I’ll cover that trade in my February catch up post later this week. I do intend to get a little more aggressive with my SPY put trades as the ex-div date approaches (quadruple witching), and so my projected annual income should reflect that aggressiveness for the next few weeks.

See? It all comes together.

Stock Purchases

1 stock purchased. 1 new position; projected annual income increased by $41.60 based on current dividends.

02/06/17 – JNJ: 13 shares purchased @ $112.80/share. My wife set a bunch of limit orders in her ROTH IRA at the beginning of the month, and this was the only one that executed. Long time readers may remember the first investment thesis posted in September of 2015. In hindsight, she would have been better off just buying it at $91/share back then rather than monkeying around with limit orders but so it goes. Thou can’t time the market so thou shalt not try to.

Annual projected income is increased by $41.60 based on the current annual dividend of $3.30/share, but I expect management to announce an increase next quarter.

I also purchased more UVXY puts. The new positions, which are still open, are:

2 contracts of the UVXY 18JAN19 20.00 P (bought 2/23/17 for $13.27425/share)

I have no way of projecting what kind of income these trades will generate, but I am pretty confident they will be positive. 

The positions I liquidated this month, netted a ~70% annualized return.

All UVXY put trades are documented in the “UVXY” tab of the Dividend Income Tracker.

For the uninitiated, I am shorting UVXY because it is the worst ETF ever. I use long put positions so I can avoid the use of margin and do these trades in tax-advantaged accounts.

Additional exploits can be found here, here and here.

Pay Days and Raises

Dividend Income Tracker is published back at the mothership and has been updated.

Total investment income of $1,402.42 with a taxable total of $3.17. We’ll call it 9 “pay days” with 28 individual payments received.

Options premiums represent $368.31 of that total.

Capital gains represent $796.24 of that total.

Which leaves only $234.70 of actual bona fide dividends (and $3.17 of P2P lending interest).

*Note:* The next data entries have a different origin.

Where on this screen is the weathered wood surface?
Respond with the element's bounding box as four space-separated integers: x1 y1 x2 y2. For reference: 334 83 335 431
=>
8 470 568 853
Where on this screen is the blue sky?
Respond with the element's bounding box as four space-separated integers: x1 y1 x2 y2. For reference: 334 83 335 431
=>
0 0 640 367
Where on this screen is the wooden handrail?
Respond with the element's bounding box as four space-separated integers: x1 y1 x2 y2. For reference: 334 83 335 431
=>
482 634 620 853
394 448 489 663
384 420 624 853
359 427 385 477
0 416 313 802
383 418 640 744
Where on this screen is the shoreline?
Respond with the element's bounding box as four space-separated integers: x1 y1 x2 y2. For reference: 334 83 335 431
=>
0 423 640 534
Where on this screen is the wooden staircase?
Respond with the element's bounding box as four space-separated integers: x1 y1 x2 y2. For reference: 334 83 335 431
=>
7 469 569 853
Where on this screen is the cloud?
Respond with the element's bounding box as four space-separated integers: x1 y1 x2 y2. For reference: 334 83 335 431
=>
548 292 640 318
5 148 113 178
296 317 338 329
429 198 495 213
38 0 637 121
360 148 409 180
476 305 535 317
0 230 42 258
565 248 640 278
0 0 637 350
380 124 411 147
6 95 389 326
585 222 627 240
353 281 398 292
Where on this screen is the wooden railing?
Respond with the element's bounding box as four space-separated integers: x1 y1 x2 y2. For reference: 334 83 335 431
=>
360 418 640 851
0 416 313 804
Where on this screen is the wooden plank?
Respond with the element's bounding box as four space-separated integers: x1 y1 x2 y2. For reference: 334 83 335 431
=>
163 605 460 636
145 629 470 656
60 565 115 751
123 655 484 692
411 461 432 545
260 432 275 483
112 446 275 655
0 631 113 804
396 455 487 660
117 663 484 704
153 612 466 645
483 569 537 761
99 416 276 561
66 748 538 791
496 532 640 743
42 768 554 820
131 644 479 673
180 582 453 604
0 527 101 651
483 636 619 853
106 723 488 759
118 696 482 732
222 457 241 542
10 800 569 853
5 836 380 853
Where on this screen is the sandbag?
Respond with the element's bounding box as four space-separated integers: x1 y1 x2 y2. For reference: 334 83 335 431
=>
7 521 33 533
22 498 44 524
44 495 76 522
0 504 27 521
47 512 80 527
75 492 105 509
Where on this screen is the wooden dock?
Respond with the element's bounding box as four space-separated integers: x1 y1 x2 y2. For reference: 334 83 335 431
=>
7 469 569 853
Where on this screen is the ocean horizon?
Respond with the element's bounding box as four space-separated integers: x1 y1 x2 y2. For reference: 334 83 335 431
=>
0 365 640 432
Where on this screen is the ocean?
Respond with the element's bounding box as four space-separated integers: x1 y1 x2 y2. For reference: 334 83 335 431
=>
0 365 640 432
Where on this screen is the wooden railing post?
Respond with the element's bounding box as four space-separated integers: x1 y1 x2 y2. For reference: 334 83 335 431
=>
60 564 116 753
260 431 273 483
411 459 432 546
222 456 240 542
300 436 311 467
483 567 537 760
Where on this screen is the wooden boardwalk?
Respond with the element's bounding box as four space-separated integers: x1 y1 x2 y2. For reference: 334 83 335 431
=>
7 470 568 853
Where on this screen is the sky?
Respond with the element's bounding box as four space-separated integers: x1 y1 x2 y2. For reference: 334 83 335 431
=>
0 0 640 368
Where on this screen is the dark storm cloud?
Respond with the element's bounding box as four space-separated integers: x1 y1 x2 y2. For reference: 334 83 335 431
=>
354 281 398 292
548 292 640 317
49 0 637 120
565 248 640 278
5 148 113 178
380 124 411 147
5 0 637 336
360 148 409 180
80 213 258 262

Is this even a dividend blog anymore?

IDK…I’d like to think it is….

Lending club income is aggregated into a single income record for simplicity’s sake. It actually arrives as a lot of small payments over the course of the month. In December I experienced my first “charged off” loan, and this month I officially had to write off one more, which is why the “income” was so low. Now there are two loans that are late (between 31 and 120 days), and four that are in the grace period. Although the charge off is a bummer, the other categories kind of improved over last month:

This should be fun to track. This table will grow with each monthly update.

Lending club’s algorithm has suggested I write down $56.20 worth of principal for the loans that are late or in the grace period, but as the eternal optimist, I’m going to continue to wait until the loans are actually charged off to recognize the loss.


I’m not going to bother with month over month comparisons since the capital gains recognized from the “The Great Catfishwizard Taxable Liquidation” has completely distorted those data. We can return to that feature next month.

Year over year on the other hand represents a nice bump. In February of 2016 I earned $636.07 in passive income. This month represents a 120% increase over that total.


One of the dividend distributions received represented a raise:

OHI paid $0.62/share compared to $0.61/share in the previous quarter. That represents a 1.64% increase, which may not sound like much, but considering that OHI has raised the dividend every quarter for 18 consecutive quarters, it’s pretty sweet. Last February’s distribution was $0.57/share, so year over year the dividend is up 8.8%.

At a 7.6% yield, it’s starting to get into the maybe too good to be true territory? IDK…I still don’t really understand REITs.

Now that we bought the house, I don’t have much of an excuse for the amount of cash on the sidelines. I want to get more aggressive, but can’t help feeling like this rally is a kind of a “melt up”.